Evolution of carbon nanostructures during coal graphitization: Insights from X-ray diffraction and high-resolution transmission electron microscopy

Abstract

The evolution of carbon nanostructures during coal graphitization was investigated. The X-ray diffraction (XRD) results showed that amorphous and microcrystalline carbon coexist in anthracite and meta-anthracite, and the latter has a higher proportion of microcrystalline carbon; additionally, semi-graphite and coal-based graphite are mostly composed of crystalline carbon. Coal graphitization starts in anthracite, accompanied by an increase in crystallite size and a decrease in interplanar spacing nonlinearly, especially in semi-graphite, and a large ordered structure is formed in coal-based graphite. The high-resolution transmission electron microscopy (HRTEM) results intuitively reveal the graphitization process by false-colored microphotography, and both the XRD and HRTEM results indicate similar evolution paths.

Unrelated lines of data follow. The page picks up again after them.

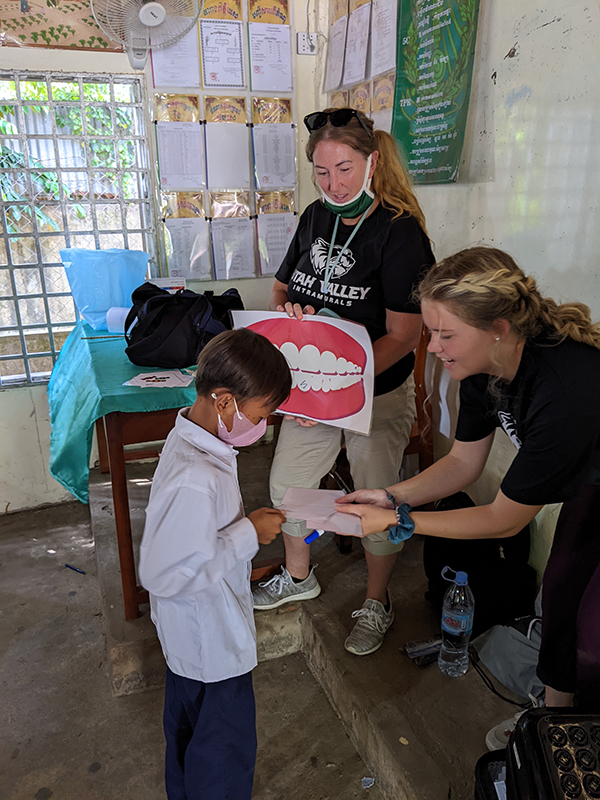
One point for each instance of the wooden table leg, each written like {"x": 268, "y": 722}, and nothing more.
{"x": 122, "y": 518}
{"x": 102, "y": 448}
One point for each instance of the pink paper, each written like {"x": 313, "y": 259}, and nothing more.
{"x": 317, "y": 508}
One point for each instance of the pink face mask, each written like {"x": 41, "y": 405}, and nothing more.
{"x": 243, "y": 432}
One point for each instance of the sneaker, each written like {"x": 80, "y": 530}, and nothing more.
{"x": 373, "y": 622}
{"x": 282, "y": 589}
{"x": 497, "y": 738}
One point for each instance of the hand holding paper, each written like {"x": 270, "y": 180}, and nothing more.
{"x": 372, "y": 519}
{"x": 317, "y": 508}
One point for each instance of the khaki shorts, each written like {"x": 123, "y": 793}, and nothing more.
{"x": 304, "y": 455}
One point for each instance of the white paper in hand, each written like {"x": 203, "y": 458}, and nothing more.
{"x": 317, "y": 508}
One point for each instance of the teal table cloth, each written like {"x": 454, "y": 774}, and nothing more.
{"x": 87, "y": 383}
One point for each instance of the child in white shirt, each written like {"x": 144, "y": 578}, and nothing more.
{"x": 195, "y": 562}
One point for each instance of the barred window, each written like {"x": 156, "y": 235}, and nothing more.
{"x": 74, "y": 172}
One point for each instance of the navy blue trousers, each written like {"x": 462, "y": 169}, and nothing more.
{"x": 210, "y": 731}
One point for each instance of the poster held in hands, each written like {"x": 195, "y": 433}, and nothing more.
{"x": 331, "y": 361}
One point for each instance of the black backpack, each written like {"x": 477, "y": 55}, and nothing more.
{"x": 502, "y": 582}
{"x": 170, "y": 330}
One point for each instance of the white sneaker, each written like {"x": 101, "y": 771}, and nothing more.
{"x": 282, "y": 589}
{"x": 497, "y": 738}
{"x": 373, "y": 622}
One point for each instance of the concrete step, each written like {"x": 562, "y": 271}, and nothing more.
{"x": 419, "y": 732}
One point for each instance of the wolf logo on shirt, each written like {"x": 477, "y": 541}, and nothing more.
{"x": 510, "y": 427}
{"x": 318, "y": 255}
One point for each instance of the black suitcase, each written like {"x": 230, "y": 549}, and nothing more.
{"x": 489, "y": 770}
{"x": 554, "y": 754}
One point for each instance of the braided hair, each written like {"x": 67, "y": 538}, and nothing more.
{"x": 483, "y": 284}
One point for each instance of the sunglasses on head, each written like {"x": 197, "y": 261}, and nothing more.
{"x": 338, "y": 118}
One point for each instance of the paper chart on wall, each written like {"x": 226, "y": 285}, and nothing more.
{"x": 222, "y": 54}
{"x": 270, "y": 57}
{"x": 227, "y": 155}
{"x": 357, "y": 41}
{"x": 180, "y": 155}
{"x": 179, "y": 64}
{"x": 331, "y": 361}
{"x": 275, "y": 232}
{"x": 233, "y": 248}
{"x": 335, "y": 54}
{"x": 274, "y": 155}
{"x": 383, "y": 36}
{"x": 317, "y": 508}
{"x": 188, "y": 248}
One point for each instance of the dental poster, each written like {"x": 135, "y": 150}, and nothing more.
{"x": 331, "y": 361}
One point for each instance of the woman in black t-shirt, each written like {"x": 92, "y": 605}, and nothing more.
{"x": 532, "y": 367}
{"x": 358, "y": 252}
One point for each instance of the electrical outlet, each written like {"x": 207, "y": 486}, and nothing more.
{"x": 306, "y": 43}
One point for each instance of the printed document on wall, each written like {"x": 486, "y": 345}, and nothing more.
{"x": 274, "y": 155}
{"x": 270, "y": 59}
{"x": 227, "y": 155}
{"x": 179, "y": 64}
{"x": 335, "y": 54}
{"x": 383, "y": 35}
{"x": 275, "y": 232}
{"x": 331, "y": 361}
{"x": 187, "y": 248}
{"x": 222, "y": 54}
{"x": 357, "y": 42}
{"x": 180, "y": 155}
{"x": 233, "y": 248}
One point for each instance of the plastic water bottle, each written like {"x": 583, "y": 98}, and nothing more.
{"x": 457, "y": 624}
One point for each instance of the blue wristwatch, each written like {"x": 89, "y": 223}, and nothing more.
{"x": 405, "y": 527}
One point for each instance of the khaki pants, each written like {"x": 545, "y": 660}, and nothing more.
{"x": 304, "y": 455}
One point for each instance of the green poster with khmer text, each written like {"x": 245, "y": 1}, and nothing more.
{"x": 436, "y": 45}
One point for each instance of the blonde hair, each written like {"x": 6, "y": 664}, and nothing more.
{"x": 482, "y": 284}
{"x": 391, "y": 182}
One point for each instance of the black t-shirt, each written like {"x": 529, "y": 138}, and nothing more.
{"x": 551, "y": 413}
{"x": 379, "y": 271}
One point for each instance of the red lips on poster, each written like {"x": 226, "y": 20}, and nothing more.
{"x": 327, "y": 367}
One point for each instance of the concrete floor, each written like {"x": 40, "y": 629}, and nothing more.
{"x": 66, "y": 736}
{"x": 69, "y": 737}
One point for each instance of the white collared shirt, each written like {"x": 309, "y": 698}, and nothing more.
{"x": 195, "y": 557}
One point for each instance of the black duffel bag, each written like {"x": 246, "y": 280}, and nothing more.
{"x": 170, "y": 330}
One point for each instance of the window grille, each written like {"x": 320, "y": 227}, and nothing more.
{"x": 74, "y": 172}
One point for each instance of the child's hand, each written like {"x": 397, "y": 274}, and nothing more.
{"x": 267, "y": 522}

Four types of carbon nanostructures, namely, amorphous, turbostratic, concentric and graphitic-like structures, are identified according to their morphology. Aromatic fringes are arranged randomly in the amorphous structure and are composed of amorphous carbon; local ordering occurs in the turbostratic structure and is commonly observed in anthracite and meta-anthracite. In addition, a concentric structure with hollow pores and parallel annular aromatic fringes was observed, indicating multiple preferred orientations, and the graphitic-like structure was composed of parallel aromatic fringes. Micropores provide the necessary adjustment space for the ordered conversion of carbon nanostructures, and the flattening and merging of micropores may contribute to the enhancement of graphitization.